The story first appeared on Facebook in a group called "Weird (and Wonderful) Secondhand Finds That Just Need To Be Shared," where Amalfitano thought the curious egg would fit perfectly.

"Wonder if she might still be alive! Tried to locate her, but came up empty. 🥺 I keep the egg safe in a pretty, art deco, English, Egg cozy," he wrote in a long post in the group along with photos of the egg.
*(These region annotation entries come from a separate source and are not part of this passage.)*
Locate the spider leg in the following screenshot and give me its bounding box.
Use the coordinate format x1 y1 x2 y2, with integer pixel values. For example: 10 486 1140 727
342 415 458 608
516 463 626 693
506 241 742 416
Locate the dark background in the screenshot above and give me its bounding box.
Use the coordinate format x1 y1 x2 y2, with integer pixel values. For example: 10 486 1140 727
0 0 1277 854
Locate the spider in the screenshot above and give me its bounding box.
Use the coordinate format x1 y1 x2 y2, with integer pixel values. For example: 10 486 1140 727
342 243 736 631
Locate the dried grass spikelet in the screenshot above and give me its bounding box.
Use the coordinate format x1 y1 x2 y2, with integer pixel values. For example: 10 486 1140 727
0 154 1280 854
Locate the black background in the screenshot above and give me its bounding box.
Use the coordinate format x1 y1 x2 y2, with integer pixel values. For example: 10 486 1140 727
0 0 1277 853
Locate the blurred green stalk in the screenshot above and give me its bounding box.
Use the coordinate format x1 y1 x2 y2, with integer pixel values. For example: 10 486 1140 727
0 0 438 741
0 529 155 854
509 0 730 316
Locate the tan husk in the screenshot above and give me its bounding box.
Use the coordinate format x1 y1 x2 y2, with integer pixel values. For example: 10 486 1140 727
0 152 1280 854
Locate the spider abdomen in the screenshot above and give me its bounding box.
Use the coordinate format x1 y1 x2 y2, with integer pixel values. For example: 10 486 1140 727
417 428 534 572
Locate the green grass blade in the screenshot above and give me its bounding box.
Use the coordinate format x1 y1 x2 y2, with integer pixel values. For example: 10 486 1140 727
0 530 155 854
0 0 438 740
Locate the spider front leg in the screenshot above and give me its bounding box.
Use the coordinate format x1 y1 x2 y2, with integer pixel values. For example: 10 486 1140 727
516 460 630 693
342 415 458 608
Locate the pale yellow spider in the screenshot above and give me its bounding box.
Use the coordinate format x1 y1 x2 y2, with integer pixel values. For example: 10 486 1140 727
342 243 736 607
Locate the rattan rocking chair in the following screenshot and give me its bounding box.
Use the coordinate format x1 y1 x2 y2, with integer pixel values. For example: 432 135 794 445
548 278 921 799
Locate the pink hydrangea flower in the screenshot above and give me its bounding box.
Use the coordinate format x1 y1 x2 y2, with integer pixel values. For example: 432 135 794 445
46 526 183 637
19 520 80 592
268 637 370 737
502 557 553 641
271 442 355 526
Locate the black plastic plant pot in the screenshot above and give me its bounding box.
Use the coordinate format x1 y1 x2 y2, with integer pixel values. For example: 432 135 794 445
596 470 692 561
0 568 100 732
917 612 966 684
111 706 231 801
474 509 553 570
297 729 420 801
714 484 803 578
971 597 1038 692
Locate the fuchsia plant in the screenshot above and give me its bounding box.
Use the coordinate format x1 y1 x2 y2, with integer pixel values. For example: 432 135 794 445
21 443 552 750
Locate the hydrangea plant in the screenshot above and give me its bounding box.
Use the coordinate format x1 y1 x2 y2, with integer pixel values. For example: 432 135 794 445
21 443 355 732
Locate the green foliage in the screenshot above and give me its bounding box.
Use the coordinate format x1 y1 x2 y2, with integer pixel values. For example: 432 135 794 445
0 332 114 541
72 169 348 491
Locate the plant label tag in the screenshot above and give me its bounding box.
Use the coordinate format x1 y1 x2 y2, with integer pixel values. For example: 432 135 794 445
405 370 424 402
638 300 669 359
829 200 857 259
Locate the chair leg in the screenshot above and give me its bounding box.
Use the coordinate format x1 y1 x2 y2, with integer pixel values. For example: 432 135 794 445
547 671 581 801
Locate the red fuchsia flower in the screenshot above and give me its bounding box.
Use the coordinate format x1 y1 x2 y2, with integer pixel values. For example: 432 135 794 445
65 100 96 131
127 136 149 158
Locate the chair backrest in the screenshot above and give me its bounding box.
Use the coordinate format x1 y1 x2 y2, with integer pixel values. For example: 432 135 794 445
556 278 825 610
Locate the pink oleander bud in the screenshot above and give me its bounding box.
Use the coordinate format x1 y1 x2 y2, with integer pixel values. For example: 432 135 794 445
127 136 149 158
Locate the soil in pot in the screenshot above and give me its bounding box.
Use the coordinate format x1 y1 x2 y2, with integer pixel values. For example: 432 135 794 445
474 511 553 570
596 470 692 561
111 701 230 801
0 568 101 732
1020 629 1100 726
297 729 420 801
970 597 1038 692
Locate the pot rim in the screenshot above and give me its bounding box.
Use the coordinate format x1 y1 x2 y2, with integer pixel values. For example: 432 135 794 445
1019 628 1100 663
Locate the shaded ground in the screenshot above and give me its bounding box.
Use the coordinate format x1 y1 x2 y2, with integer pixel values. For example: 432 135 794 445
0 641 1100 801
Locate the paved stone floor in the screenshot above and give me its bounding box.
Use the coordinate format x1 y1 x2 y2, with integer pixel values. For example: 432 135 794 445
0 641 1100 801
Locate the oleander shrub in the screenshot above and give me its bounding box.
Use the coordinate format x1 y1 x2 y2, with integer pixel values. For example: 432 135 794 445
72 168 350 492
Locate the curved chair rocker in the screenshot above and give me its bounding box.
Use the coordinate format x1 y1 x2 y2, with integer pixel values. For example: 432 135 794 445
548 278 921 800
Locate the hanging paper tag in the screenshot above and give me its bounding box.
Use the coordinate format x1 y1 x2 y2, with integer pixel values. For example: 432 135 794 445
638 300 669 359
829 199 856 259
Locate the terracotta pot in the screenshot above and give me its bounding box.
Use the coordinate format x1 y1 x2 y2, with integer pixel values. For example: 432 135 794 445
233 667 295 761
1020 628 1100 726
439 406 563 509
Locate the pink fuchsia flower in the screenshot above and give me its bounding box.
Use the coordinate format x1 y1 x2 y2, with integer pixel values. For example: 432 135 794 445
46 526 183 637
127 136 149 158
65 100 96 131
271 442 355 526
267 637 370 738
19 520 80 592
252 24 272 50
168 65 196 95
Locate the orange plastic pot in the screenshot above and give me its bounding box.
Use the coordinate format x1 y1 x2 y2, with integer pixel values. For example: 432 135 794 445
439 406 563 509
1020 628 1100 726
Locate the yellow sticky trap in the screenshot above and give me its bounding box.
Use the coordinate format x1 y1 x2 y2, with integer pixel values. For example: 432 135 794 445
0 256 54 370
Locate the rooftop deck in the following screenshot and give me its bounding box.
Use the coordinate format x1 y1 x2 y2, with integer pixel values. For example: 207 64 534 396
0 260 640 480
Egg-citing story of Mary Foss Starn. An egg-cellent mystery cracked 72 years later. SEE PHOTOS #iowa #egg@SteveHartmanCBS @CBSNews @abcnews @NBCNews @GMA @TheTalkCBS @CBSThisMorning @katiecouric @globegazette @KIMTNews3 @ABC6NEWS @KWWL @kfxanewsFB post https://t.co/ruEWuNeDCU pic.twitter.com/4Z9JX3Hmgj

The comment section exploded with curious minds wanting to solve the 72-year-old mystery, and within the day, it came across the screen of one of Mary Starn's nieces, who in turn shared it with Starn's daughter Jacque Ploeger.

Calling Ploeger on the phone, he slowly began explaining the egg story-itself being so bizarre that he didn't know what to expect even though he knew he may have tracked down the family of the egg author.

"In the background on the call, I heard this voice speak up," he told the Post. "She said, 'This is Mary Foss.'"

Amalfitano said the brief conversation he shared with her was incredibly uplifting, and that he hopes to meet Starn, who herself says she finally found a pen pal from New York (Amalfitano lives on Staten Island), and that it only took 72 years.